Consumer goods makers set to see margin recovery

New Delhi: Fast-moving consumer goods companies may report mid-single to low-double-digit volume growth for the March quarter and see some relief on their margins as key commodities prices showed signs of easing. .

In its quarterly update published on Thursday, Dabur India Ltd said that there has been a marginal recovery in demand in urban and rural markets, though it has not recovered completely.

“While urban markets have returned to positive volume growth, rural markets are still muted. Despite consumption pressures in the near term, some good fruits are emerging, such as moderation in inflation, improvement in consumer confidence and increase in government spending,” the company told the exchanges. Overall, Dabur’s consolidated revenue in the mid-single It is expected to increase the -digits in Q4, it said.

Analysts at Nuwama Institutional Equities expect companies under their coverage to report an average volume increase of 6.18% during the quarter. Meanwhile, Motilal Oswal Investment Services said volume growth is likely to remain subdued for FMCG companies during the quarter, “especially as there are no clear signs of revival in rural demand”. March quarter.

Godrej Consumer Products Ltd (GCPL) said that demand in India remained stable during the quarter, with the FMCG sector expected to see a gradual recovery in growth. The company is expected to post double digit growth during the quarter.

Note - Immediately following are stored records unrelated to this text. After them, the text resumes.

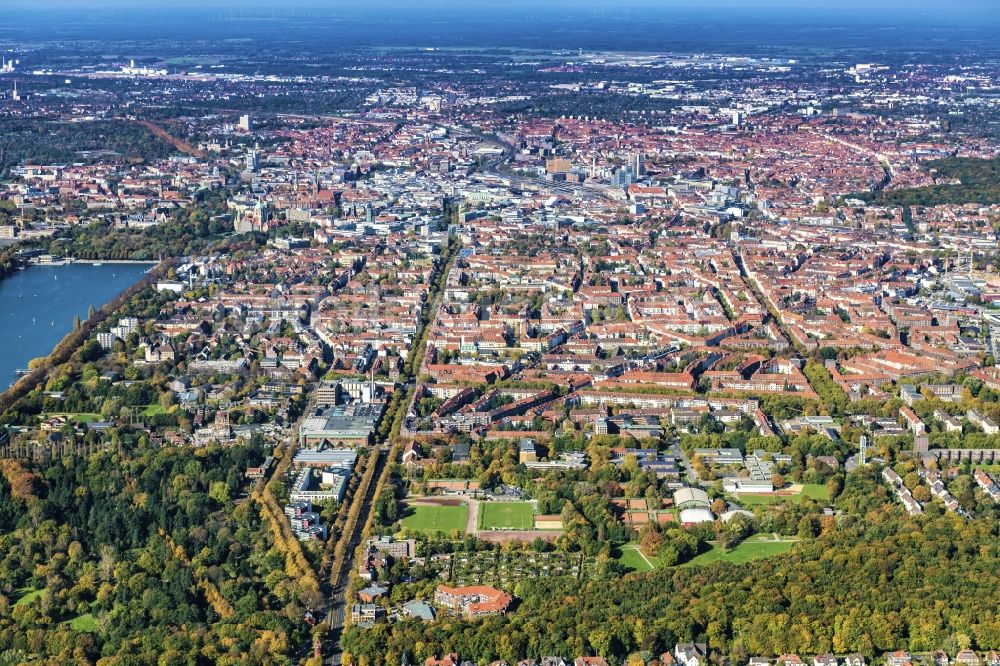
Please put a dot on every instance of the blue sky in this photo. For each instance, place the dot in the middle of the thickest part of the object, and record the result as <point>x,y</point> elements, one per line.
<point>902,5</point>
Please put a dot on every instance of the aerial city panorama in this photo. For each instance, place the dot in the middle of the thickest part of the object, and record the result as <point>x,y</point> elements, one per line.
<point>500,333</point>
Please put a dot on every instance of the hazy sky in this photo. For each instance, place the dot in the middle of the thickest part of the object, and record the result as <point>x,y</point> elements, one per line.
<point>937,6</point>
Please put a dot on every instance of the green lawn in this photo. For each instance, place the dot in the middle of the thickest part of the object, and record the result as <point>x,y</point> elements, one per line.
<point>428,518</point>
<point>753,548</point>
<point>816,491</point>
<point>80,417</point>
<point>506,516</point>
<point>85,622</point>
<point>632,559</point>
<point>28,595</point>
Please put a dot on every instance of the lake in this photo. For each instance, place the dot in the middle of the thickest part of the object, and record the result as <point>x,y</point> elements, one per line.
<point>38,304</point>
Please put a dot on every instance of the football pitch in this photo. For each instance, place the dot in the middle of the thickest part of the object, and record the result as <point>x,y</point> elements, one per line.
<point>506,516</point>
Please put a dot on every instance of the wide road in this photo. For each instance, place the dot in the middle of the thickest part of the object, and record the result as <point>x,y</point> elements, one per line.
<point>354,533</point>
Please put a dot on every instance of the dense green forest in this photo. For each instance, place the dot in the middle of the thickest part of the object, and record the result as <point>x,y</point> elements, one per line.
<point>980,183</point>
<point>50,142</point>
<point>142,556</point>
<point>872,580</point>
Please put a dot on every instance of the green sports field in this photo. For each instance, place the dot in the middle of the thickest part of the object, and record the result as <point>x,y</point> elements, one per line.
<point>816,491</point>
<point>436,518</point>
<point>632,559</point>
<point>506,516</point>
<point>751,549</point>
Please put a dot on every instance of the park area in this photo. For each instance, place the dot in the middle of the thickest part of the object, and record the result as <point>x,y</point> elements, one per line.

“The performance of our India business has exceeded expectations, especially on the volume front. We expect to deliver double-digit volume and value growth. The growth of our domestic branded business was very strong, registering volume and value growth in the teens. This is in line with our strategy to usher in volume-driven category growth. Overall, growth was broad-based, driven by double-digit volume and value growth in both home care and personal care,” it said in the update.

Analysts at Nuwama said GCPL cut soap prices by 9-10% in the third quarter of the fiscal, and as a result, volumes for soaps are expected to increase.

Overall, analysts said while urban continued to outperform rural markets, most companies reported sluggish demand in rural areas as inflation continued to haunt household budgets. Accordingly, companies with higher exposure to rural sector may underperform, he said.

Marico Ltd said in its quarterly update to the exchanges on April 3, “While urban and premium categories were stable, moderation in broad-based commodity inflation augurs well for overall consumption trends, especially in rural markets.” A recovery in FMCG demand is projected on a variety of macro indicators, a healthy monsoon will be key for it to materialise. The India business saw some year-on-year improvement in volumes as compared to the previous quarters and remained in the mid-single digits,” it added.

Analysts say a fall in raw material prices would bode well for margins. For example, crude oil prices fell 17.7% in March from a year earlier, while Malaysian palm oil prices fell 35%.

“Given the improved product mix and reduction in raw material prices, paint firms are likely to see improved margins year-on-year as well as sequentially. Analysts at Nuwama said strongest growth is expected in Hindustan Unilever, Britannia, Berger Paints and GCPL, while weakest growth could be seen in Emami, United Spirits and Marico.